Show me your secrets! Show me your sins!
she commanded, and the air rippled with invisible force. But the bees could not penetrate their target, and silver sparks scattered in the air as their stingers bounced off the hard soul of the Broker, his spirit somehow resistant to her magik. While laughing like a tickled man, the Broker viciously slapped off Morigan’s hands and then cracked the witch across the face. He stepped back, creating a distance that she could not cross with her chains, and took a sand to finish his spell of humor. When he was done, he had to wipe the tears from his eyes. Morigan did the same, though from pain. Despite this development, she was no more afraid than before and twice as angry that her magik had failed. She didn’t have to wonder why, for the Broker’s ensuing rambling explained plenty.
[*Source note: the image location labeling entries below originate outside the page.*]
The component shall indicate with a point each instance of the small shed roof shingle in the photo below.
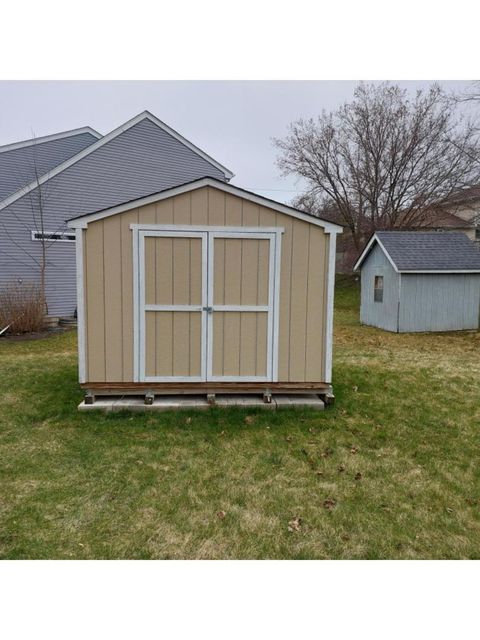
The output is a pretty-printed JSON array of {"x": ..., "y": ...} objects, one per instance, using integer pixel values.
[{"x": 427, "y": 251}]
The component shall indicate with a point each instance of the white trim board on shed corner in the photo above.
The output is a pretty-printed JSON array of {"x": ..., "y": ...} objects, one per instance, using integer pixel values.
[
  {"x": 145, "y": 115},
  {"x": 82, "y": 221}
]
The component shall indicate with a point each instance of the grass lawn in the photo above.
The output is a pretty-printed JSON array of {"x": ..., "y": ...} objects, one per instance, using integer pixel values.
[{"x": 392, "y": 471}]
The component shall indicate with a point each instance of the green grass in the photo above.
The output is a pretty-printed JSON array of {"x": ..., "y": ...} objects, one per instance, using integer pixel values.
[{"x": 398, "y": 457}]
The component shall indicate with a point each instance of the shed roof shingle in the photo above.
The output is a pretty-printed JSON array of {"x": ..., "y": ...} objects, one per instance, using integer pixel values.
[{"x": 430, "y": 251}]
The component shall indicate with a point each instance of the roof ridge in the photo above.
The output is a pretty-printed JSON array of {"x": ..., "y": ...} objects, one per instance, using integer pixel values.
[{"x": 69, "y": 133}]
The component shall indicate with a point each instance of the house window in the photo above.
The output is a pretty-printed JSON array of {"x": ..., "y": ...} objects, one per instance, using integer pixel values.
[
  {"x": 378, "y": 289},
  {"x": 57, "y": 236}
]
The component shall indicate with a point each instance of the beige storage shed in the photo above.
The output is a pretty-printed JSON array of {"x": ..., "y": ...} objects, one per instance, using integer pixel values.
[{"x": 204, "y": 288}]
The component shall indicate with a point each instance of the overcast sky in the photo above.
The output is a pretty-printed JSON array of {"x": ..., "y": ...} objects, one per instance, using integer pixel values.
[{"x": 232, "y": 121}]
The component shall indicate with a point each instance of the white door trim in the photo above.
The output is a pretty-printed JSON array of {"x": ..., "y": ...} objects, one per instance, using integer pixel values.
[
  {"x": 208, "y": 235},
  {"x": 274, "y": 238},
  {"x": 139, "y": 302}
]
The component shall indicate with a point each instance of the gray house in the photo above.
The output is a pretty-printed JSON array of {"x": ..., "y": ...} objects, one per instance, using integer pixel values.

“I told you that your tricks don’t work on me,” the Broker said, snickering. “I see now exactly what you’ve done to Twenty-Two. Went into his head
like a technomancer with a wrench and jiggered all the bolts you shouldn’t have. No fixing him now. Should he pop his head out of a hole again, I suppose I’ll just have to lop it off and add it to my ears.” Pensively, the Broker stroked his beard, and his beady eyes worked furiously upon thoughts. “Yes. What power you have. A touch of the East. The lost Arts of Alabion. A Daughter of the Moon? Perhaps, perhaps, though I wager Elissandra doesn’t have the tricks you do. It’s a shame that I must surrender you, for we could have such interesting play together.”

The Broker sauntered over to Morigan and slithered his thin fingers over her neck and bust; she thrashed away from some of it, but by the king’s, his hands were fast.

“What are you?” she spat.

“It has been a while since anyone has asked me that.” The Broker grinned. “These slow-walkers here, they don’t remember the truth to the old legends, only the stories. Of the things that crawled under the bed, gutted their wives and cows, and ate their children. You should know what I am, for you have encountered my kindred before.” The Broker darted his head toward Morigan and sniffed. “A lord of fang and claw…his scent is all about you. Rank as an otter’s piss. How special you must feel, being a mate to such
majesty
.”

Mockingly and with foppish flair, the Broker bowed to Morigan. She understood then what she had been missing thus far: his speed, his animal senses. Of course. Morigan blurted her realization aloud.

“A skin-walker.”

When the Broker looked up, his metal smile was shining. “Cleverness. Wise as the winter owl, you are. A skin-walker, yes, but not like your
noble
lordling. No, not all of us are born to royalty. Some of us are not meant to be born at all! We are abominations. The sins and surprises of two who should not mate. A ratling and a catling. A badger and a bear. We have no clan that will house us, no place in the East. Though Alabion is a wicked mother to her children now—not fit for any but the strongest claws and teeth. I have those, but I would not stay where I was not welcome.”